Director Chris Kelly has the dream team of local actors on stage for this, starting with Joseph Donohue III and Brandon Barry (from The Albrights) providing the music. They give a contemporary nod to some Christmas classics, starting with the plaintive sweetness of “In the Bleak Midwinter.”
Vincent O’Neill is grown up Dylan; his reminiscing is wistful, almost ethereal. Young Dylan is Tyler Eisenmann, totally in the moment enjoying his youth and family foibles.
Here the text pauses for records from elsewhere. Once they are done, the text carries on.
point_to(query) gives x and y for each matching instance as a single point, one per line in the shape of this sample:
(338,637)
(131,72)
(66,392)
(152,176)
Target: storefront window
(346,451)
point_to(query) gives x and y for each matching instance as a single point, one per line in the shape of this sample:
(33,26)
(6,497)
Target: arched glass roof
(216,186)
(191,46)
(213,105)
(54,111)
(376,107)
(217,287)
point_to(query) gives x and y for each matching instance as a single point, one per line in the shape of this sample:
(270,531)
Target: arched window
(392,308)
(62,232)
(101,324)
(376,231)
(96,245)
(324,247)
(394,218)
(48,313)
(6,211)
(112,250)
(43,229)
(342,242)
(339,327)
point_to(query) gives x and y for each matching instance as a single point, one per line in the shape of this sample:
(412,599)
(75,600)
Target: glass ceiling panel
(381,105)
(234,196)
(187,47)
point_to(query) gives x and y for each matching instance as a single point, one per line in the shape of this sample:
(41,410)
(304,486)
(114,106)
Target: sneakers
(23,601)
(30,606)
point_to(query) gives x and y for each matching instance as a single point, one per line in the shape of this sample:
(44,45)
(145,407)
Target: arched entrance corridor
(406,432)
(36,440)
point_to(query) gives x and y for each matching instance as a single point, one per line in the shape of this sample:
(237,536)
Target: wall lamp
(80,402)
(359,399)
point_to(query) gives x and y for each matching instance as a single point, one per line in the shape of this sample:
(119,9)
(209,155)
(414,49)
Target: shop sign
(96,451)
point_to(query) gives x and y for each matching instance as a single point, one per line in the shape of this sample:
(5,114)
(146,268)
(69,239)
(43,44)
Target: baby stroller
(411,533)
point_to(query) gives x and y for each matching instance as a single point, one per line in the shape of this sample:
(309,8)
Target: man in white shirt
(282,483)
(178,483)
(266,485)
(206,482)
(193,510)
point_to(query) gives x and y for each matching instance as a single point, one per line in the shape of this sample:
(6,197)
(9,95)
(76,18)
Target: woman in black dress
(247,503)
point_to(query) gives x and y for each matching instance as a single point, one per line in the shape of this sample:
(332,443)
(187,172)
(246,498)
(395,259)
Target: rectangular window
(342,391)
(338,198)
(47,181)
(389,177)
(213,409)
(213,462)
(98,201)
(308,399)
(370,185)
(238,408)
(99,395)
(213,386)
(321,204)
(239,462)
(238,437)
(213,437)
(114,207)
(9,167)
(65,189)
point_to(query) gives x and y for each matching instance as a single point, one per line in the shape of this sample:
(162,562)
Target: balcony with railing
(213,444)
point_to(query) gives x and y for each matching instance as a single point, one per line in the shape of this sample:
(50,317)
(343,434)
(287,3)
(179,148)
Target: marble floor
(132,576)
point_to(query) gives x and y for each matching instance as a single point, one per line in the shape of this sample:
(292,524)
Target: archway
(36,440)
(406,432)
Michele Roberts as Mother; Ben Michael Moran as Father; Nicole Cimato as Hannah with her ever-present flask; Christian Brandjes as Gwyn; Karen Harty as Nellie; Brittany Bassett as Brenda; Renee Landrigan as Glenda; Gregory Gjurich as Tudyr; Charmagne Chi as Bessie; and Megan Callahan as Elieri wear their roles like perfectly knit woolen mittens.
Highlights are Chi’s rendition of “The Holly and the Ivy” in its pure loveliness and Roberts’ comic chops when she’s coping with that new-fangled gas stove in her kitchen.
I always appreciate ICTC’s artful and minimal staging; it’s elegant to suggest a living room, the streetscape and countryside with almost very few set elements. Set Designer Primo Thomas feeds our imagination with this beautifully. Director Kelly then has to lead his cast through imaginary spaces and places under a canopy of flickering lanterns suspended overhead. These small touches, with sparse pine bough and buffalo check bows suggest countryside and homemade décor. Perfection. With a cast this talented, it looks effortless.
“A Child’s Christmas in Wales” is all about sentiment and nostalgia in the season where heart-felt memories ground us and remind us that hearth and home are best. Thank you, ICTC, for this early gift.